Beliefs in Africa that homosexuality is unnatural, offensive to God, and perhaps most notorious of all, a Western "disease" or "evil", seem fairly widespread. The president of Ghana, John Atta Mills, claimed in November 2011, for example, that homosexuality would never be legalised in Ghana and condemned the UK for reportedly seeking to legalise it in Ghana. He argued that homosexuality would "destroy the moral fibre of society".

In South Africa, gruesome stories of lesbians facing corrective rape have scandalised and horrified the world for years. Although South Africa has been deemed "the Rainbow Nation" in regards to its progressive constitution and support of LGBT rights, the reality for lesbians in particular has in modern times been overwhelmingly negative. The brutal rape and murder of footballer Eudy Simelane in 2008 is perhaps the most famous example of the appalling possibilities lesbians in South Africa face today.

Above: Footballer Eudy Simelane was murdered for her sexuality in 2008.

But Mumisa has a good case in claiming that alternative sexualities, whether homosexual, bisexual, or lesbianism, have always existed in Africa. Marc Epprecht, in his article 'The 'Unsaying of Indigenous Homosexualities in Zimbabwe: Mapping a Blindspot in an African Masculinity' (1998), convincingly argued that sexual relations have always existed between men in Zimbabwe, as attested to by material culture (e.g. Bushmen paintings). Homosexual relations between men flourished during the colonial era. Mumisa, perhaps controversially, concludes his article by suggesting that "the language of "othering" now used to discuss and describe gay communities in Africa is a remnant of colonialism"; and in view of Epprecht's suggestion that homosexual behaviours flourished in Zimbabwe before and up to the colonial era, he may have a strong case.
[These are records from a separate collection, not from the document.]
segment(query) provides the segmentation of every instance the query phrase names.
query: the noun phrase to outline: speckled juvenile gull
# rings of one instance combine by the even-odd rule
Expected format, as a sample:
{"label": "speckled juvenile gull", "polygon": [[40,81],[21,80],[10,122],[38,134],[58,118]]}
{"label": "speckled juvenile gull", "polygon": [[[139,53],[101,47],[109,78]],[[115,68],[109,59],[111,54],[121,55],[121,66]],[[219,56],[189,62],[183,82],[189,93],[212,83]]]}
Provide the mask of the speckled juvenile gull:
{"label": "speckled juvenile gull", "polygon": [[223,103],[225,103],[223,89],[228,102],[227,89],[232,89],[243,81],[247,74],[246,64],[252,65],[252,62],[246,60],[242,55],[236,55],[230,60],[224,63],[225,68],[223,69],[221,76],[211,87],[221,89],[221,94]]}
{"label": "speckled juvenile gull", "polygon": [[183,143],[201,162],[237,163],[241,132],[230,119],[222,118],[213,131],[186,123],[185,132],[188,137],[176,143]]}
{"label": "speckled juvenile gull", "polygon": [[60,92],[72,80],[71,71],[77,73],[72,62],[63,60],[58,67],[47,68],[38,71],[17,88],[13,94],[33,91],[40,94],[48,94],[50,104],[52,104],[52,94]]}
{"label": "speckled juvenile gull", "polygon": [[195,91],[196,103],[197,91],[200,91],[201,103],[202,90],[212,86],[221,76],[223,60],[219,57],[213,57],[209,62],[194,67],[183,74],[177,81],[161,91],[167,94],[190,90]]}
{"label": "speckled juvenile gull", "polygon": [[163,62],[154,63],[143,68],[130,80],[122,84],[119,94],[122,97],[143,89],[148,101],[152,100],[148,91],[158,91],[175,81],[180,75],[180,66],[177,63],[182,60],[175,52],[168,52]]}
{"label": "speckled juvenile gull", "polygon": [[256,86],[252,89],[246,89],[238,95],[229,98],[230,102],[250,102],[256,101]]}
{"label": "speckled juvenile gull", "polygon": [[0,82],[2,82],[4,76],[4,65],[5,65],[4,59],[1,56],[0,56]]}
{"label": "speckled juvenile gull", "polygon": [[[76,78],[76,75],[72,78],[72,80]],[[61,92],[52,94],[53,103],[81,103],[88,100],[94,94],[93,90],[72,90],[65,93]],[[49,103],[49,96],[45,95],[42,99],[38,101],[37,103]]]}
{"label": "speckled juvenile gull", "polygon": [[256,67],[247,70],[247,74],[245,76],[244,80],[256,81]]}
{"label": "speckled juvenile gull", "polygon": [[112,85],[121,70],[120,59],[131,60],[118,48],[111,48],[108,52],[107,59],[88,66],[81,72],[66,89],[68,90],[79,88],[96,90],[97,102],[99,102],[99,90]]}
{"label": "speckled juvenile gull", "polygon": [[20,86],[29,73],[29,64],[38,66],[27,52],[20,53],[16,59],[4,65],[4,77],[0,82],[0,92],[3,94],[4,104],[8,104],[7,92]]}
Whatever happens, it is likely that Africans, dwelling in pious and religious societies (whether Islam, Christianity, or indigenous religions), will continue to regard homosexuality with suspicion and intolerance, perceiving it to be a "Western" imposition that threatens to weaken the societies in which they live. But one can hope that, one day at least, LGBT individuals in African countries will experience and enjoy the legal rights and social freedoms and equalities they deserve.